Saturday, April 5, 2008

Risa

Risa is one of the few people I know who seems to genuinely recognize the importance of staying connected. It can not be overstated how much I appreciate this about her. Being in touch with old friends that you no longer live near can be difficult, but Risa is an expert in making it happen.

I met Risa on April 27th, 1996, a day that has proven to be a major turning point in my life (for many reasons, some of which I’ve written about in earlier blogs and have no bearing here). An all-day music festival was held on my university’s campus, and my friends’ band was one of the first groups performing. I went with the usual suspects and some of their friends who were visiting from Iowa City. After watching Soothing Syrup, I played hacky-sack all day while being introduced to other local groups such as Measure (sorta like Janis! These guys would become good friends) and House of Large Sizes (uh, does there have to be a contrived cesura in every song?). The headline band was Fishbone, and although I’d never heard of them, I decided to make the most of the experience and get right in with the moshing crowd. A particular group of girls in the crowd seemed really into the band, even knowing the lyrics well enough to crowd on stage and yell them into the singer’s microphone. Afterward, we went back to Brad’s dorm room, and somehow that group of girls appeared there. By the early hours of the morning, they had passed out or were giggling incoherently and Brad and I were hazily discussing where the hell these girls had come from and how we were going to get them off his bed. Risa was one of these girls.

We all separated to our hometowns for the summer, and when we returned the girls were back. They lived on the eighth floor and we were on the ninth. While I delved into an exploration of my own beliefs, the crew I had hung out with the semester before and these girls’ crews combined in an all-out exploration of chemical debauchery. (Ha! That’s probably the funniest two-word propaganda-laden rhetoric I’ve ever written, but that’s how I felt about it at the time. And it’s appropriately vague enough to avoid any implications of illegal activity.) Missing the late night verbal pinings we had engaged in that spring, I felt like these girls and their friends had infiltrated my crew (by which I really mean Brad’s crew) and taken away my friends. This analysis was not fair or accurate, and ironically Risa was a major participant in the poetry club I started solely to counter the perceived invasion.
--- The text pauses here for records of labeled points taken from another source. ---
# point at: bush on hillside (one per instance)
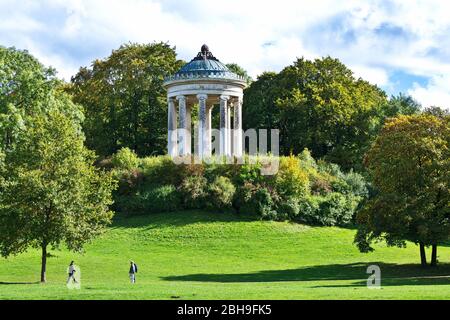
(125, 159)
(193, 192)
(150, 199)
(221, 193)
(303, 190)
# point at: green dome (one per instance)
(204, 65)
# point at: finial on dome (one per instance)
(204, 49)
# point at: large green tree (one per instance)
(27, 88)
(321, 106)
(124, 99)
(51, 193)
(410, 166)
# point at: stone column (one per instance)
(182, 128)
(172, 128)
(237, 145)
(224, 119)
(229, 133)
(188, 131)
(202, 136)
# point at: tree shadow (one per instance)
(177, 219)
(391, 274)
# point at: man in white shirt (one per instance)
(133, 271)
(71, 273)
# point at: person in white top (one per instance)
(72, 273)
(132, 272)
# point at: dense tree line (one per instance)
(124, 101)
(321, 106)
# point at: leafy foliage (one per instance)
(51, 191)
(410, 167)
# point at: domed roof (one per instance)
(204, 65)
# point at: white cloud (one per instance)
(373, 37)
(377, 76)
(435, 93)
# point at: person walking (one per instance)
(72, 273)
(133, 271)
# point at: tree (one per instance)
(318, 105)
(26, 89)
(51, 193)
(410, 166)
(124, 99)
(234, 67)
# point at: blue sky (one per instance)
(402, 46)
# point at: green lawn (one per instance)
(194, 255)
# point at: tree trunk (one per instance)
(44, 262)
(423, 256)
(434, 256)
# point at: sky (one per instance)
(401, 46)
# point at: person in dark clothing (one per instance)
(72, 273)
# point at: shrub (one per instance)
(149, 199)
(357, 184)
(193, 191)
(263, 204)
(161, 170)
(330, 210)
(125, 159)
(160, 199)
(221, 193)
(309, 210)
(291, 180)
(288, 208)
(129, 181)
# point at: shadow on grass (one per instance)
(17, 283)
(391, 274)
(177, 219)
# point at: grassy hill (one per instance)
(195, 255)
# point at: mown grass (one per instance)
(197, 255)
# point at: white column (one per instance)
(228, 125)
(188, 131)
(182, 129)
(202, 136)
(172, 128)
(208, 147)
(224, 119)
(237, 130)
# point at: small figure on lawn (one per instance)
(71, 273)
(133, 271)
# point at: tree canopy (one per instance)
(124, 99)
(321, 106)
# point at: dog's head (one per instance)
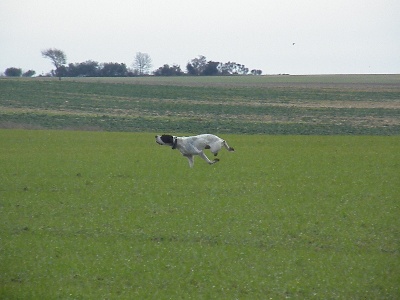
(166, 140)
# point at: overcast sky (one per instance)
(285, 36)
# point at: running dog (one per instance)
(194, 145)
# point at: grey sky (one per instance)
(341, 36)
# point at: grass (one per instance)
(90, 215)
(323, 105)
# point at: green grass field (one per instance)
(97, 215)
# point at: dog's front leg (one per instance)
(203, 156)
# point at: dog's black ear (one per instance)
(167, 139)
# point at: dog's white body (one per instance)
(194, 145)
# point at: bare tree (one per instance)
(57, 57)
(142, 63)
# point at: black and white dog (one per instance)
(194, 145)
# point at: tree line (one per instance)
(141, 66)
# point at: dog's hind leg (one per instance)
(225, 144)
(203, 156)
(190, 159)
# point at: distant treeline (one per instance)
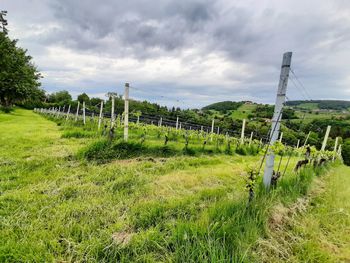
(224, 106)
(323, 104)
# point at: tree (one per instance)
(61, 97)
(83, 97)
(19, 78)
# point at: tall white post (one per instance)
(339, 151)
(277, 115)
(59, 111)
(84, 120)
(76, 115)
(68, 112)
(307, 138)
(251, 138)
(100, 116)
(281, 136)
(112, 112)
(126, 112)
(242, 132)
(324, 144)
(335, 148)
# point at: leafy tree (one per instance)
(19, 78)
(61, 97)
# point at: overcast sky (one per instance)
(186, 53)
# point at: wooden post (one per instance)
(242, 132)
(126, 112)
(324, 144)
(84, 113)
(100, 116)
(277, 116)
(76, 115)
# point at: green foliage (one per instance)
(19, 78)
(346, 152)
(60, 98)
(84, 98)
(224, 106)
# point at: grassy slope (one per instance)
(243, 111)
(54, 207)
(316, 229)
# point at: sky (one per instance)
(186, 53)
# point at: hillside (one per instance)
(339, 105)
(188, 206)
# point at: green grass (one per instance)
(317, 229)
(177, 208)
(308, 106)
(243, 111)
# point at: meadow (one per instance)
(68, 194)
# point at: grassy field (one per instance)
(55, 206)
(243, 111)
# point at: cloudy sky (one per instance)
(187, 53)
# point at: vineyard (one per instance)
(71, 192)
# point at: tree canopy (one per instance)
(19, 78)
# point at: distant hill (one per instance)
(224, 106)
(320, 104)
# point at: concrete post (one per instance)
(126, 112)
(324, 144)
(281, 136)
(68, 112)
(242, 132)
(335, 148)
(112, 113)
(307, 138)
(100, 116)
(76, 115)
(277, 116)
(84, 113)
(251, 138)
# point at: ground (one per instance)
(57, 207)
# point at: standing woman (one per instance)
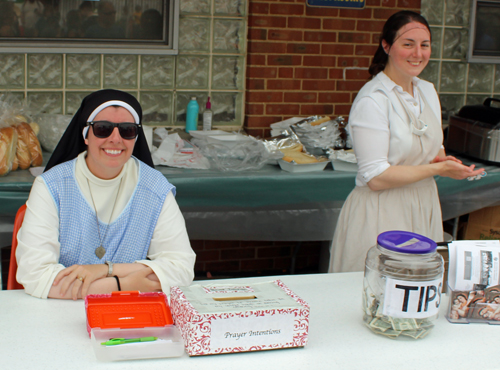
(100, 218)
(395, 124)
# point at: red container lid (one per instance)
(127, 310)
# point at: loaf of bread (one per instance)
(27, 136)
(15, 162)
(8, 142)
(302, 158)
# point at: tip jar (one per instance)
(402, 285)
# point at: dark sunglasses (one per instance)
(127, 130)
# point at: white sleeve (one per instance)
(38, 245)
(369, 129)
(170, 254)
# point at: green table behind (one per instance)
(269, 204)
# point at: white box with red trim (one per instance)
(217, 319)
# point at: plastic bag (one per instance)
(176, 152)
(239, 154)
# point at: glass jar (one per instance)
(402, 285)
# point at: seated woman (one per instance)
(100, 218)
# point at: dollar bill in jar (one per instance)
(402, 285)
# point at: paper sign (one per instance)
(412, 299)
(251, 331)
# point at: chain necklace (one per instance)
(101, 251)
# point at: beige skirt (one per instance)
(367, 213)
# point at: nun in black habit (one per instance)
(101, 218)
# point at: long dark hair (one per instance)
(389, 33)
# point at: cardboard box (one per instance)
(132, 315)
(484, 224)
(227, 318)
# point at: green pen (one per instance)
(115, 341)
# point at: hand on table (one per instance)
(456, 170)
(82, 276)
(143, 280)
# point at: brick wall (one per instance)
(306, 61)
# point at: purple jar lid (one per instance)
(406, 242)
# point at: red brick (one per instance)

I don’t know which Risa likes more: socializing with friends or recording the event for posterity. Countless gatherings consisted of watching the videos Risa had made of the gathering the night or two prior. Frankly, I found this ridiculous, as I was highly motivated to stay in and experience the moment (you know, Carpe diem) and have always been more interested in learning from the past than dwelling on or reliving it. Besides, I’ve never been comfortable in front of a camera. Now, however, I realize Risa was simply documenting that which is most important in life. While I sit here alone and write reminisces of times together, I can imagine Risa watching those times she preserved.
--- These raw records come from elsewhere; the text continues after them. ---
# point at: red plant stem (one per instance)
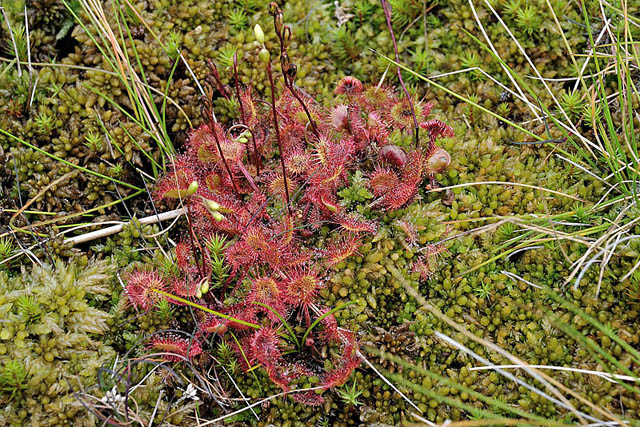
(194, 239)
(387, 15)
(216, 78)
(255, 147)
(275, 124)
(289, 85)
(224, 160)
(287, 82)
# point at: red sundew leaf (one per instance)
(377, 129)
(355, 223)
(291, 137)
(276, 186)
(393, 154)
(301, 289)
(171, 343)
(423, 267)
(348, 361)
(377, 99)
(243, 311)
(298, 162)
(349, 86)
(184, 288)
(401, 195)
(410, 231)
(340, 117)
(383, 181)
(267, 291)
(341, 249)
(414, 168)
(265, 347)
(213, 325)
(203, 146)
(139, 288)
(437, 129)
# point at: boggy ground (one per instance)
(502, 283)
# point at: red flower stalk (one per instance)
(277, 128)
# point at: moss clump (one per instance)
(49, 341)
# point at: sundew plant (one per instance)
(268, 187)
(327, 213)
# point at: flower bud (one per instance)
(211, 206)
(257, 30)
(438, 160)
(193, 187)
(204, 288)
(263, 55)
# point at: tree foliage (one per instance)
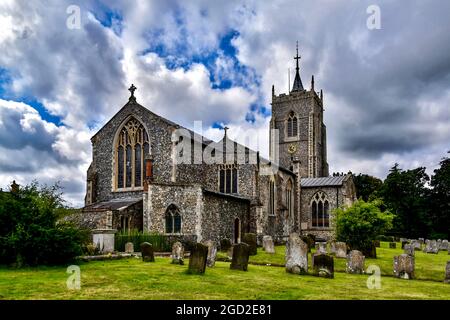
(30, 233)
(359, 224)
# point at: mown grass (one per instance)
(134, 279)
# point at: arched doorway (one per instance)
(237, 231)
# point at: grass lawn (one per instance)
(133, 279)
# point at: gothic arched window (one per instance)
(228, 178)
(292, 127)
(320, 206)
(131, 147)
(290, 199)
(173, 219)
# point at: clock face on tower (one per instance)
(292, 148)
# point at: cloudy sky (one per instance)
(386, 91)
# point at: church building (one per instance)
(137, 181)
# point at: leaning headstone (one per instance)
(355, 262)
(341, 250)
(416, 244)
(444, 245)
(323, 265)
(177, 253)
(431, 247)
(409, 250)
(321, 247)
(225, 244)
(197, 259)
(404, 266)
(447, 273)
(296, 255)
(129, 247)
(241, 254)
(268, 244)
(250, 239)
(147, 252)
(230, 253)
(212, 253)
(404, 242)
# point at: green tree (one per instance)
(367, 187)
(30, 233)
(359, 224)
(406, 195)
(439, 215)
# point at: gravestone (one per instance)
(250, 239)
(230, 253)
(341, 250)
(447, 273)
(268, 244)
(129, 247)
(355, 262)
(147, 252)
(444, 245)
(404, 242)
(225, 244)
(177, 253)
(212, 253)
(197, 259)
(431, 247)
(323, 265)
(321, 247)
(241, 254)
(416, 244)
(409, 250)
(296, 255)
(404, 266)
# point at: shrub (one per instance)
(361, 223)
(30, 233)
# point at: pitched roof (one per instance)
(323, 181)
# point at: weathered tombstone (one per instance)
(355, 262)
(129, 247)
(404, 242)
(177, 253)
(212, 253)
(147, 252)
(431, 247)
(268, 244)
(341, 250)
(323, 265)
(404, 266)
(241, 254)
(296, 255)
(444, 245)
(250, 239)
(409, 250)
(230, 253)
(416, 244)
(447, 273)
(321, 247)
(197, 259)
(225, 244)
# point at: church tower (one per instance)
(298, 116)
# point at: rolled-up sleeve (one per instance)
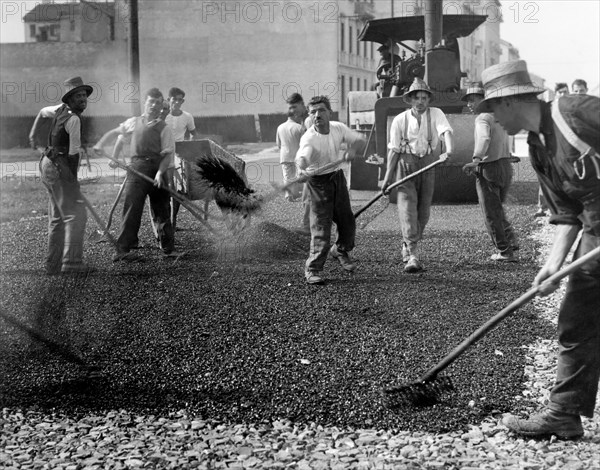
(395, 143)
(167, 142)
(305, 151)
(441, 122)
(73, 128)
(351, 137)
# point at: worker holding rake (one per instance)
(564, 147)
(152, 146)
(59, 164)
(327, 188)
(414, 138)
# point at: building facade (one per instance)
(232, 57)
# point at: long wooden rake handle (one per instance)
(492, 322)
(398, 183)
(55, 347)
(99, 222)
(195, 211)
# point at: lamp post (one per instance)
(134, 56)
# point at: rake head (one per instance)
(418, 394)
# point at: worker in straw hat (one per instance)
(59, 165)
(564, 141)
(415, 135)
(492, 168)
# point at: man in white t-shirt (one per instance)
(328, 191)
(415, 135)
(288, 141)
(180, 122)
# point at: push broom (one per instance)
(427, 390)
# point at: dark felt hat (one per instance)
(73, 85)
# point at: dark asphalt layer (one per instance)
(232, 332)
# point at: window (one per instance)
(350, 31)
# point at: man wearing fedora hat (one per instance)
(415, 135)
(59, 164)
(564, 146)
(492, 168)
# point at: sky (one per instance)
(559, 39)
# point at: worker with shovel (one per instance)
(59, 164)
(493, 173)
(564, 147)
(414, 138)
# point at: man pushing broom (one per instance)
(564, 147)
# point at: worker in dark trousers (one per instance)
(329, 198)
(59, 164)
(152, 147)
(492, 168)
(564, 147)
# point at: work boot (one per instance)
(343, 258)
(126, 256)
(413, 265)
(79, 268)
(545, 424)
(405, 253)
(313, 278)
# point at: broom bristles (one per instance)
(231, 191)
(418, 394)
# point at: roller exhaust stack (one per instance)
(433, 30)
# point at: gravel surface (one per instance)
(224, 358)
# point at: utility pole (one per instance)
(134, 57)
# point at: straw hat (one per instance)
(73, 85)
(475, 88)
(417, 85)
(506, 79)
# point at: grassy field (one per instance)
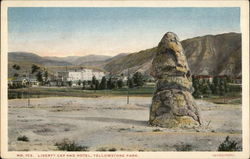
(146, 91)
(77, 92)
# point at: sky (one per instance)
(49, 31)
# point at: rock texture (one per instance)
(172, 103)
(206, 55)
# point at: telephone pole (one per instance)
(128, 88)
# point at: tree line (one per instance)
(218, 86)
(137, 80)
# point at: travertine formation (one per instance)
(172, 103)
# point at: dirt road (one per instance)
(110, 123)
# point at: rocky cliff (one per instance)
(208, 55)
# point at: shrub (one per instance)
(67, 145)
(229, 145)
(23, 138)
(185, 147)
(157, 130)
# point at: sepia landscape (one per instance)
(129, 101)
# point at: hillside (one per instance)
(33, 58)
(208, 55)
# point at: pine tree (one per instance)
(103, 84)
(120, 83)
(138, 79)
(84, 83)
(130, 83)
(97, 85)
(109, 83)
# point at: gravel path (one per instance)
(110, 123)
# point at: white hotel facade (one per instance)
(83, 75)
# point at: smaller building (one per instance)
(204, 77)
(24, 81)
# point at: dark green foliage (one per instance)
(219, 86)
(229, 145)
(46, 76)
(69, 83)
(103, 84)
(109, 83)
(93, 83)
(120, 83)
(16, 67)
(34, 68)
(23, 138)
(130, 83)
(67, 145)
(16, 74)
(97, 85)
(84, 83)
(39, 76)
(138, 79)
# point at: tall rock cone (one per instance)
(173, 104)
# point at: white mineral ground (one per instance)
(108, 122)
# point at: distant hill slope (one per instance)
(208, 55)
(81, 60)
(33, 58)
Soon, I was bored both with my own barren room and whichever smoke-filled room the gang was wasting away in. I found numerous places to be by myself but not really, including the puffy pink chair in the library and the Dancer Laundromat. Risa and her roommate Angie never locked their dormroom door. They were also rarely home. Without asking, I began sitting alone in their room for hours on end and listening through their CD collection, which was a combination of hippie bands and funk. My main motivation for this was the fact that the most impressive thing I found about Risa and Angie was that they knew the lyrics to all kinds of early hip-hop songs. Granted, the lyrics were over-the-top stupid, but I have never been able to remember song lyrics at all. I sat on their couch, cringed at the rainbow décor of the room, and alphabetized the pile of haphazard CDs while being educated by their unfamiliar content. Honestly, I didn’t like most of it, but I “borrowed” a few CDs so I could learn or transcribe a drum part or vamp.
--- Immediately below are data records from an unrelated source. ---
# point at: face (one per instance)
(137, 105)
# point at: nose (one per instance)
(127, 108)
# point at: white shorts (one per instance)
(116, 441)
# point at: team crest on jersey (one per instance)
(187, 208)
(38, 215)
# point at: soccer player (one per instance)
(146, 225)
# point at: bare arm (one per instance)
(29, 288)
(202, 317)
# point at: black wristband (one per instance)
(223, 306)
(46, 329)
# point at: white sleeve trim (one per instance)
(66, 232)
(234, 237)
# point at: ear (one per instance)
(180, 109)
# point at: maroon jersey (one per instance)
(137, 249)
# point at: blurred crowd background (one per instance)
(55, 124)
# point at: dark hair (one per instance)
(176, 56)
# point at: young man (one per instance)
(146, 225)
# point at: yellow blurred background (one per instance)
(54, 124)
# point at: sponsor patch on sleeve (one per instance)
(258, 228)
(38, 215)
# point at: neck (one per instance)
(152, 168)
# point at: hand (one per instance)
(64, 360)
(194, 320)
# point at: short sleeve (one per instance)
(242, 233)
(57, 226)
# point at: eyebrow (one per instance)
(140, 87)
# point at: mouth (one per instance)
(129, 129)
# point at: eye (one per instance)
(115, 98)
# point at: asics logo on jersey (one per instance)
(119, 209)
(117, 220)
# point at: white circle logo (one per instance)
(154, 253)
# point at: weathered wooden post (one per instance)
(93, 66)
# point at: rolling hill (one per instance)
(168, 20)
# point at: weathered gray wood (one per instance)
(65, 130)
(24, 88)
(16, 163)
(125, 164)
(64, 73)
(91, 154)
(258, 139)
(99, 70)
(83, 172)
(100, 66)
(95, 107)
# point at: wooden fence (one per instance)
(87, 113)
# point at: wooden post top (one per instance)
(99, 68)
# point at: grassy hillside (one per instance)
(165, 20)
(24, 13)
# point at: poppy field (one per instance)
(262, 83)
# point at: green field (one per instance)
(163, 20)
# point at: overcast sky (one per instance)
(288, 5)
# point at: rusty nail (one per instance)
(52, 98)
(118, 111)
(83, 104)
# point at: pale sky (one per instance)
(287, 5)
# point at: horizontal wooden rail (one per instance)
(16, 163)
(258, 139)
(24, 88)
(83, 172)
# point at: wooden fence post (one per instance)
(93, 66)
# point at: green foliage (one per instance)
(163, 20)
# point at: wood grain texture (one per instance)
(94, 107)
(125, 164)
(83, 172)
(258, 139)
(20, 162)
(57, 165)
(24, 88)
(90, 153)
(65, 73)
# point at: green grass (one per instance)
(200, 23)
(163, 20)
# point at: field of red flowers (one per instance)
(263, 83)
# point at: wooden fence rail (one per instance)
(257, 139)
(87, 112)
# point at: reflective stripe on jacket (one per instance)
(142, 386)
Fast-forward a year, and Brad, Risa and a couple other “eighth floor girls” lived together in a house a couple blocks from where I worked. The door to this house was never locked either, and I occasionally stopped by, if only to sleep on their couch after working third shift. Fast-forward three more years, and Risa had moved to Eugene, Oregon to be with one of my former co-workers from that job a few months before I moved to the San Francisco Bay Area. Honestly, I never expected to see or hear from her again.

Fortunately, Risa did somehow get in touch, and we began organizing a yearly group campout of former Iowans at various west coast locales. Lacking a video camera in the woods, Risa invented the notorious “Camping Journal” to record these events. She also put into operation a newsletter that had been a whimsical idea by a somewhat ad-hoc group of Iowans as a means to keep in touch. I was invited to join the newsletter club and instantly began sabotaging it by writing the most ludicrously random and personal things I could think of. I found this to be a lot of fun, but the newsletter only happens about four times a year. Eager to write more, I started this blog.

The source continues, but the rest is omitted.